"Can I look at my textbook?"
The difference is, that's how it's usually taught.
As in 食べてもいいですか？(May I eat/ Is it okay if I eat?)
Sorry but I am not sure to understand the difference... "that's how is usually taught"... in Japan? In the US? Which is more polite? Sorry but this came out a lot in previous lessons and I just want to understand :)
That is how this sentence structure is usually taught in formal textbooks.
Verb~てもいいですか？ Is the more polite way of asking for permission.
Both are fine. I'm not sure what level of formality is inferred from "Can I look at my textbook?" to make you think it HAS to be 見てもいい.

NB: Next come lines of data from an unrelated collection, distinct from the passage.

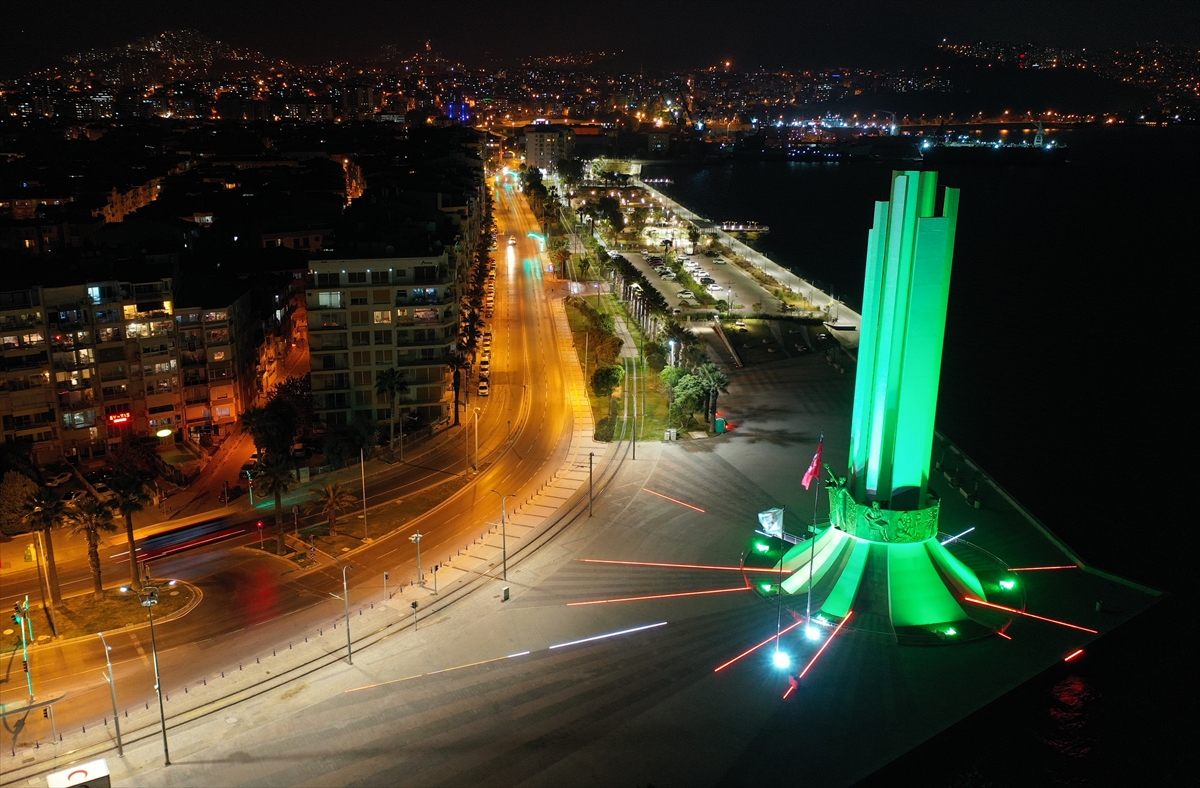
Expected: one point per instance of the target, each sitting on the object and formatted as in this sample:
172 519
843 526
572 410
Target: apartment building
369 314
85 366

I think it's implied, but it could be translated as "the textbook, a textbook, my textbook". The fact that it's"my" textbook is contectual, but in this sentence we have no context.
Is it wrong if I add a は particle?
"To look at the textbook, is it okay?"
Never even mind formality, it just feels weird and incomplete to me without the particle.
All of the elements have meaning. "Mo" conveys a sense of additionality (too, also), ranging to the unexpected (even, although). "Mite mo ii?" then, is something like "Looking, too, is OK?" or "Even looking is OK?" "Mite ii?" leaves this out or leaves it to be understood (which is consistent with the Japanese propensity for not saying what can be understood except to be polite).
Mite ii, mite mo ii, and mite wa ii are all possible and the difference between them is the difference in the sense or meaning of the particles. First, particles indicate but do not create grammatical function. So, "mite ii," with or without a particle, means roughly "looking is OK." Add "mo" and you get "looking, too ..." or "even looking is OK." Add "wa" and you get something like "looking, as compared or contrasted with whatever else might be mentioned, is OK." In other words the particles add nuance but the grammar of "mite ii" is constant.